Given such due process violations, Hossein Panahi’s brother believes that the case has strayed from proper legal procedure and that the death warrant was issued under the supervision of intelligence officials. The brother says that though the “baghy” charged on which the death sentence is based refers to a person who has participated in armed rebellion against the state, Hossein Panahi was a political activist who never partook in armed struggle was in fact not armed at the time of his arrest. According to this brother, it was the Ministry of Information and Revolutionary Guards who claimed that Hossein Panahi had borne arms – a claim denied repeatedly by Hossein Panahi himself.
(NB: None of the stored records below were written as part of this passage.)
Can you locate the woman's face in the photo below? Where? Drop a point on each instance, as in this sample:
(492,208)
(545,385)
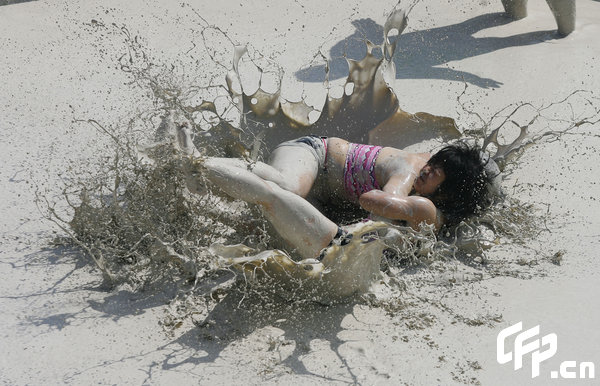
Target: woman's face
(428,180)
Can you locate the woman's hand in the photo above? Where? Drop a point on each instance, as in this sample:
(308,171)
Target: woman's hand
(412,209)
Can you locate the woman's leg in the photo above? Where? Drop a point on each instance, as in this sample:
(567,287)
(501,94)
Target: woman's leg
(306,229)
(293,169)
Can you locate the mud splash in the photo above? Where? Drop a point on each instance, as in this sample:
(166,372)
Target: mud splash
(150,216)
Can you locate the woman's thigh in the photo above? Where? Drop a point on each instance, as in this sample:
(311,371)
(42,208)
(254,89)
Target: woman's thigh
(296,166)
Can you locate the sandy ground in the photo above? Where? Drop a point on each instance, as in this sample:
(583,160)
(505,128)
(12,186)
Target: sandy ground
(58,326)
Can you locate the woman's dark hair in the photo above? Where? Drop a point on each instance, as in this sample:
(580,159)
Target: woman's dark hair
(464,191)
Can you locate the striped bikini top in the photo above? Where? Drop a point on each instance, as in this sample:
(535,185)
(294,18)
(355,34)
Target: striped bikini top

The brother further elaborated that Hossein Panahi is a political and civil society activist and had been previously arrested at the age of 16 by the Ministry of Information, who subjected him to torture and coercion in order to elicit his cooperation. He was thus forced to flee the country for Iraqi Kurdistan. In his activist work, Hossein Panahi has fought for social justice, a free society, secularism, and democracy. Such activism is the right of every citizen. The Komala Party has, moreover, refrained from arm struggle for several years, according to the brother.

Emphasizing the difficulty of sending messages outside of prison, the brother stated that Hossein Panahi asked his mother in the course of an in-person visit to relate to international human rights activists that he rejects the court process which has sentenced him, that he is a political activist who has taken up civil society struggle as an example to other young Iranian Kurds, that he was forced to leave his home country, and that he returned to visit his elderly mother.

According to available information, Hossein Panahi’s other brother, Afshin Hossein Panahi – himself an environmental activist in Iranian Kurdistan unaffiliated with any political party – was also taken into custody following his brother’s arrest and spent two months under physical and mental torture. Interrogators pulled out his toenails and tried unsuccessfully to coerce him into recording a televised confession against his brother. The very same Revolutionary Court in Sanandaj which tried Ramin sentenced Afshin to eight and a half years’ prison time.